Tagging Program Procedures

Tag Information to Report

The most important information to collect when you capture a tagged crab includes; the 5-digit tag number found on the left side of the tag, the specific location of where you captured the tagged crab, and the date of when you captured the tagged crab.

If you have an internet connected smart phone or tablet you can easily report a tag at your location by visiting the Blue Crab Report a Tag Form webpage. Alternatively, you can call (631) 444-0429 and leave a message detailing the above information.

Release or Harvest Your Crab

After you have reported the above information to the "Report a Tag" form or have called the phone number on the tag, you can either:

  • release the crab with the tag still attached at the same location where it was captured, or;
  • remove the tag and harvest the crab as you usually would.

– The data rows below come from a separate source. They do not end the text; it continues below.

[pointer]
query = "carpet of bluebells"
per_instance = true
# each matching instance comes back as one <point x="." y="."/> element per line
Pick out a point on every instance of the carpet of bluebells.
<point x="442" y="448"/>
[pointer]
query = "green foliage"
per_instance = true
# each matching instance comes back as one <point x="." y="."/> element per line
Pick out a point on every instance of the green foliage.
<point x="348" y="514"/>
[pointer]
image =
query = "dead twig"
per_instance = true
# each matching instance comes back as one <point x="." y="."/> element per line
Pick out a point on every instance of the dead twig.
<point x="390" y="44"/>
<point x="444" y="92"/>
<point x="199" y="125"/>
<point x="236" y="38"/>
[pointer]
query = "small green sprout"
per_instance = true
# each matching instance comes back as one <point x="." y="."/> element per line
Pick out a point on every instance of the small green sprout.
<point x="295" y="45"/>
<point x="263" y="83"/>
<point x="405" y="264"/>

Remember, possession of female crabs with eggs is prohibited.

Collect and Report Crab Location Data

Once you have reported all the necessary information, we will email you a map showing the location where your crab was initially tagged and released, all recapture locations, as well as the time at liberty between release and recapture.

Mature female blue crab
Mature female blue crabs are identified by their
dome shaped apron and red tipped claws.

Molting Crabs

Crabs have an exoskeleton and in order for them to grow, they must molt (shed) their hard shells throughout their lifecycle!

  • Immature female blue crabs molt frequently throughout their life, but once they reach maturity they stop molting. DEC specifically tags individuals which are older and less likely to molt.
  • Males will molt throughout their life, but evidence from the tagging program suggests that those males ≥ 5" do so less frequently and therefore are more likely to retain the tag.

We only tag mature female blue crabs and male blue crabs ≥ 5".